Who are the experts?
Stefano Ricci - Editor, Cochrane Stroke Group, Perugia, Italy, and
Peter Sandercock - Emeritus Professor of Medical Neurology, University of Edinburgh, UK.

What are the Methodological Questions?

1) When are observational studies enough?   (see below)
2) Why RCTs are better than observational studies?  
(see below)
3) What kind of RCTs are needed today?   
(see below)
4) Why it is so difficult to plan and arrange large pragmatic trials?   
(see below)
5) What regulatory authorities should modify to allow for the realisation of these kind of trials?  (see below)
6) How can we ensure that clinical research is done where the results will eventually be applied?  
(up coming)

Q1:  When are observational studies enough? 

Observational studies are extremely useful and indeed irreplaceable in various relevant settings:

  a)   Evaluation of epidemiological characteristics of a disease (e.g. how common is the condition? what is its prognosis? What are the risk factors?).
b)   Evaluation of the external validity of a trial result.
c)   Planning a trial. Estimate the effects of a treatment from observational epidemiology.

To give an Example:  an observational study shows that an increase of “Y” mmHg in Systolic Blood Pressure is associated with an X% increase in the risk of stroke. In a randomized trial we can use this information to evaluate if the administration of a drug “A” lowering the BP by “Y” mmHg reduce the risk of stroke compared to control. Is the reduction that we expect to find, confirmed from the results of the trial?  And if it is not confirmed, what are the reasons for this difference?

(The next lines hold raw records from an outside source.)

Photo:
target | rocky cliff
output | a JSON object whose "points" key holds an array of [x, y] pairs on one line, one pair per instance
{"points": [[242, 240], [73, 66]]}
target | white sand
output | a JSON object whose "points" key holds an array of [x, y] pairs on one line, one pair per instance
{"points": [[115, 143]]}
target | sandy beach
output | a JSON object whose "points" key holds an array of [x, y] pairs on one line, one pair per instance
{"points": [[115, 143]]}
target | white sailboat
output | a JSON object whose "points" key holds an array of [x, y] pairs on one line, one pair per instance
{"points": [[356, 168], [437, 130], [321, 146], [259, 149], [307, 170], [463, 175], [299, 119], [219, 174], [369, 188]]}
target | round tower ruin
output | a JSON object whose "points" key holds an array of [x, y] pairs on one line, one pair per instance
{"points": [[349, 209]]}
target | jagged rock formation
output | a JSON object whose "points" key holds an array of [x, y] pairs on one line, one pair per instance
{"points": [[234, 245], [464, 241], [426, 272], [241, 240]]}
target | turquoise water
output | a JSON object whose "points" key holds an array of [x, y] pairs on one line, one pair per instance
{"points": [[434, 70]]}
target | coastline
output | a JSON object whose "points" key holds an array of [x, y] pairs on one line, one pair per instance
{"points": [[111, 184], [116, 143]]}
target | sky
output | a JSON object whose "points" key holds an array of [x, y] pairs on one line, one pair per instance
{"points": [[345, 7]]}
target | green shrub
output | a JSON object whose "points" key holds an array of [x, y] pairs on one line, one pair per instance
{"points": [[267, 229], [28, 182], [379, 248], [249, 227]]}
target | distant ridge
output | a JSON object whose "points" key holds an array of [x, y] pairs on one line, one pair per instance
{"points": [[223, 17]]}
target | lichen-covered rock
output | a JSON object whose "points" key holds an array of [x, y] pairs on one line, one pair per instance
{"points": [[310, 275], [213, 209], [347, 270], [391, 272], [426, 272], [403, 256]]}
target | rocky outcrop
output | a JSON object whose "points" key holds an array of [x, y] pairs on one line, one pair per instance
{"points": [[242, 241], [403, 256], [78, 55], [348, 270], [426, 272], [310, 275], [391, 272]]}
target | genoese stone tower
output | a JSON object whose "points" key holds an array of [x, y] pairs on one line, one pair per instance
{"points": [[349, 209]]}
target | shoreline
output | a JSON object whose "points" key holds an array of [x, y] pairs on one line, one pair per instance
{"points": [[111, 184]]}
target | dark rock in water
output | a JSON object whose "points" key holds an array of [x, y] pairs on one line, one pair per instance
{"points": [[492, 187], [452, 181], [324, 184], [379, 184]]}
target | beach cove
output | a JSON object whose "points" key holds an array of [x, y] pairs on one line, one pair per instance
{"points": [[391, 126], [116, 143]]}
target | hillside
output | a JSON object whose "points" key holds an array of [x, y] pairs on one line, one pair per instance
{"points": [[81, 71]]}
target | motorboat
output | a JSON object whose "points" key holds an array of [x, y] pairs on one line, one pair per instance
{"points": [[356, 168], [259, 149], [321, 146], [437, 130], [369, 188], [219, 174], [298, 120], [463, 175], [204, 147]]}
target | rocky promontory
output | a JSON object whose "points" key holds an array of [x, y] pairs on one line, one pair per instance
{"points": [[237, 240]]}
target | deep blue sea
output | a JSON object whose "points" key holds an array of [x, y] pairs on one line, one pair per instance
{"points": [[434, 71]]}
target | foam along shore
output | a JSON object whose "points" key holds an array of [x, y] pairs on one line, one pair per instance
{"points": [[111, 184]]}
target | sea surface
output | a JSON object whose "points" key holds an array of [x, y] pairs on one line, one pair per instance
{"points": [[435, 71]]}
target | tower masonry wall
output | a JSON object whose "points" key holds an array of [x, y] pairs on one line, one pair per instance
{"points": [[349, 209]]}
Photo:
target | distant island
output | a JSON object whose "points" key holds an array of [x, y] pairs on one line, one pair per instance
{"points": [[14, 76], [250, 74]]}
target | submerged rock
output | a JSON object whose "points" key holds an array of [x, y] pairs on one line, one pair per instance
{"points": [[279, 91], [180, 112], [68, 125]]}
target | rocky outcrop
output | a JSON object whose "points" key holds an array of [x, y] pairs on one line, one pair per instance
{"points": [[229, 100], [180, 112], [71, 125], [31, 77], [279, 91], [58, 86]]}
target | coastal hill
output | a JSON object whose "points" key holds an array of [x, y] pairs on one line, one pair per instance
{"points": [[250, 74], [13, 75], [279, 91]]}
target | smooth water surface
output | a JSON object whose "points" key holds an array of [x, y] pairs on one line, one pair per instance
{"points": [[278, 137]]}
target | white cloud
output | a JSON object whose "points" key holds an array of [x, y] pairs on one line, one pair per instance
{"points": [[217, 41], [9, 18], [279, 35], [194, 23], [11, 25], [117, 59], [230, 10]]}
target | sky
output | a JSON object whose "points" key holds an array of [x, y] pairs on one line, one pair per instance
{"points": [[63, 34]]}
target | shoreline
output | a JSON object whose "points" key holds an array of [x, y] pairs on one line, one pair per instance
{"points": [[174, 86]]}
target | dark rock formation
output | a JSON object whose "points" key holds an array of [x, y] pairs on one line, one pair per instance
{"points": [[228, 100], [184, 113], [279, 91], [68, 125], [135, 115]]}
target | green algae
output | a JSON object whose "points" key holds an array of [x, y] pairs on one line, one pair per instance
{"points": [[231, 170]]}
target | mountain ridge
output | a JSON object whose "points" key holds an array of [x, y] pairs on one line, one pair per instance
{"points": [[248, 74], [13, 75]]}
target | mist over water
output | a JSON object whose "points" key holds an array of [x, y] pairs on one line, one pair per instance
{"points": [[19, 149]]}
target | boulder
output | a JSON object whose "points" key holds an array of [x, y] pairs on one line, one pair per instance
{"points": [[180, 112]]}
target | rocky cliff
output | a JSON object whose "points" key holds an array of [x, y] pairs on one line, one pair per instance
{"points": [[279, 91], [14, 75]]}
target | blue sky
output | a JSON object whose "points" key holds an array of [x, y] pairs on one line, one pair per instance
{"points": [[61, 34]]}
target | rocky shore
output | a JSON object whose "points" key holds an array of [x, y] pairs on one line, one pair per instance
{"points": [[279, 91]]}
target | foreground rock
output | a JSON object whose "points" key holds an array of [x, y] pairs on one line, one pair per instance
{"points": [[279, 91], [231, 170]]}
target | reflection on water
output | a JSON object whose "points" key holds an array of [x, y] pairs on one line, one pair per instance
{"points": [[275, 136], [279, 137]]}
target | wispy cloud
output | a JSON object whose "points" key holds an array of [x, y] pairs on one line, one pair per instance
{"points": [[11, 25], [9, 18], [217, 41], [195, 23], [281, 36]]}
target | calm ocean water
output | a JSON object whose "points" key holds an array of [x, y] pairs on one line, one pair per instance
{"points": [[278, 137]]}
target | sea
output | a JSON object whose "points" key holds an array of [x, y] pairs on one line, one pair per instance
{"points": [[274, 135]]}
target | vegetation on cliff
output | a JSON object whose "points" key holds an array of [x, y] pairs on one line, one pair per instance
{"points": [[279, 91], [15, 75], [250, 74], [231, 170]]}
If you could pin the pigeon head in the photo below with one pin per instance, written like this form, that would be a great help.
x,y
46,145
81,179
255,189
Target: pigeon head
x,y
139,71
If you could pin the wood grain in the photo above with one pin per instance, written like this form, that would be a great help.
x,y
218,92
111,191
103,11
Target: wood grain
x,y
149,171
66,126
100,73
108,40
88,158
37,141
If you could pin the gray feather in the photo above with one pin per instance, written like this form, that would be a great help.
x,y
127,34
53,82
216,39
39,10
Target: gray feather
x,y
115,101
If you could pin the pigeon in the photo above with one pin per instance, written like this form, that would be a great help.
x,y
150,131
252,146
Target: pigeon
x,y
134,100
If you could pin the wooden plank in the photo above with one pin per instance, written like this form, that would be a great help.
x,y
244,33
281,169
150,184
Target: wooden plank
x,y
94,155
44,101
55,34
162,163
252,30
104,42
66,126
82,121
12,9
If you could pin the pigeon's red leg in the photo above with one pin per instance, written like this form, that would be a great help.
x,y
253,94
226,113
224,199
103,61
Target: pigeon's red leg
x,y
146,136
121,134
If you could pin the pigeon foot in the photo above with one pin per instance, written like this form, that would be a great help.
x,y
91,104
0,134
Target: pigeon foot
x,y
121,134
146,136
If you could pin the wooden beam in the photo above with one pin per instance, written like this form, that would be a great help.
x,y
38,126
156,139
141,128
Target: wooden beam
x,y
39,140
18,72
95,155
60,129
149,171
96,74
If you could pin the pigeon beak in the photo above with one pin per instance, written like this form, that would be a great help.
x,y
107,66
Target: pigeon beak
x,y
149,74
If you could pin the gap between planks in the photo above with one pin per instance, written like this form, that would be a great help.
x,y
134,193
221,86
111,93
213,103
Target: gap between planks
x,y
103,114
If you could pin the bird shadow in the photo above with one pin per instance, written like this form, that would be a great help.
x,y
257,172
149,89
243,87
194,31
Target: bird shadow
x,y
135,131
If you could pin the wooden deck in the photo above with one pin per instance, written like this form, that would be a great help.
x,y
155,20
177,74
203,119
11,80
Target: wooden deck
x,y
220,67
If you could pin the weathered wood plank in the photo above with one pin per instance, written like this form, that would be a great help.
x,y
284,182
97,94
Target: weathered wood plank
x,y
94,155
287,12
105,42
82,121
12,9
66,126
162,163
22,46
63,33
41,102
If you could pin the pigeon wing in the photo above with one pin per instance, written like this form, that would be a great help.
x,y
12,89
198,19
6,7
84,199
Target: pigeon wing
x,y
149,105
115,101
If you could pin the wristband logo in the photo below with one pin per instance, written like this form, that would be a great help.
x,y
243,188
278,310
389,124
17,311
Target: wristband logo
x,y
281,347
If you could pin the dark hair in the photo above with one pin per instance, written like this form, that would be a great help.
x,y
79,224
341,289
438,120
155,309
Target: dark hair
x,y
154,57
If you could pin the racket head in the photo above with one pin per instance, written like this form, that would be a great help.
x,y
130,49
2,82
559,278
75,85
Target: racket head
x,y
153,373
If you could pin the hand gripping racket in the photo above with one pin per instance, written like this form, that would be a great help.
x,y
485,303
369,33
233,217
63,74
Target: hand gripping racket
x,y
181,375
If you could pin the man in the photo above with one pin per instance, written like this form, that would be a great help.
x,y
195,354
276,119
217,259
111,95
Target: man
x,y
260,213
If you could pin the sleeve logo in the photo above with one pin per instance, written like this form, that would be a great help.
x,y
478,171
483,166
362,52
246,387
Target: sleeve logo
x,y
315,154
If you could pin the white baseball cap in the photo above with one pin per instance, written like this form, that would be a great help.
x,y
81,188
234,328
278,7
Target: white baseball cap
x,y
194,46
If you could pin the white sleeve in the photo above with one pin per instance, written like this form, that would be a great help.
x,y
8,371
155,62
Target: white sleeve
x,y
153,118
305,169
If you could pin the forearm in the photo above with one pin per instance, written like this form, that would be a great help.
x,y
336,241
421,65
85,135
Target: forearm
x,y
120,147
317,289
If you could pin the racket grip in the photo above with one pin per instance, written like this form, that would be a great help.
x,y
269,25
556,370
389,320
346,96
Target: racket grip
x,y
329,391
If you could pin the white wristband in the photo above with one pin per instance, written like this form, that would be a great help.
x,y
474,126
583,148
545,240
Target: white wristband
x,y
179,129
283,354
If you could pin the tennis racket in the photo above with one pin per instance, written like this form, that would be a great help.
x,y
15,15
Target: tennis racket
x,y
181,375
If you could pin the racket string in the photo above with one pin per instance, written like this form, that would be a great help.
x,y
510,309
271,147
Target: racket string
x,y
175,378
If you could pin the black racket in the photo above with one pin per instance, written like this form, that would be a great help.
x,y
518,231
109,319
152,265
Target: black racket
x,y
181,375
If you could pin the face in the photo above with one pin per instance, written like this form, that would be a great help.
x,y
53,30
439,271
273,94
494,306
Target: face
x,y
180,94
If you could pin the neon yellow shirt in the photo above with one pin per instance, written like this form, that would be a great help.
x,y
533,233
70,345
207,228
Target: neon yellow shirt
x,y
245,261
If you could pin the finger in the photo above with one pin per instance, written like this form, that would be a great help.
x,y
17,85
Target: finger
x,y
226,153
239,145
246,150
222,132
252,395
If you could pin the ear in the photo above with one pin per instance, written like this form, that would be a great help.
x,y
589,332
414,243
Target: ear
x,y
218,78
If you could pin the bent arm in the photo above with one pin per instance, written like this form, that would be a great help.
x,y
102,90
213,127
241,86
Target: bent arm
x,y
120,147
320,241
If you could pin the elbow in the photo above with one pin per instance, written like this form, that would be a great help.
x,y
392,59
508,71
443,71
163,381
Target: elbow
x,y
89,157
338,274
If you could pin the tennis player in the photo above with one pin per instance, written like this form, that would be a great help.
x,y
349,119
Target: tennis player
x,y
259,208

d)   To put the results of a treatment trial in clinical context, including the so-called phase 4 studies (mostly to evaluate side effects).

The role of observational studies, in these specific fields of medicine, cannot be underestimated; however, they cannot substitute randomized control trials when the aim of the study is to evaluate the effect of a new treatment on a specific outcome. This is because in modern medicine the problem is not to pick up the large effect of a treatment (for which no RCT is indeed needed) but a relatively moderate difference, which however -in terms of absolute effect- would modify the outcome of hundreds of thousands of patients in the world. In fact, a 3 or 4% absolute difference in death and disability in acute stroke looks like a modest result, but if that treatment were largely applied then a huge number of patients would benefit from it. If our aim is to test efficacy, we cannot rely on non-randomized observational studies of therapy because this kind of study is prone to many biases, including selection and attrition bias, which can completely distort the result. So, let’s give observational studies their merits, but not give them more room than they actually deserve.

For further reading:

Q2: Why are RCTs better than observational studies?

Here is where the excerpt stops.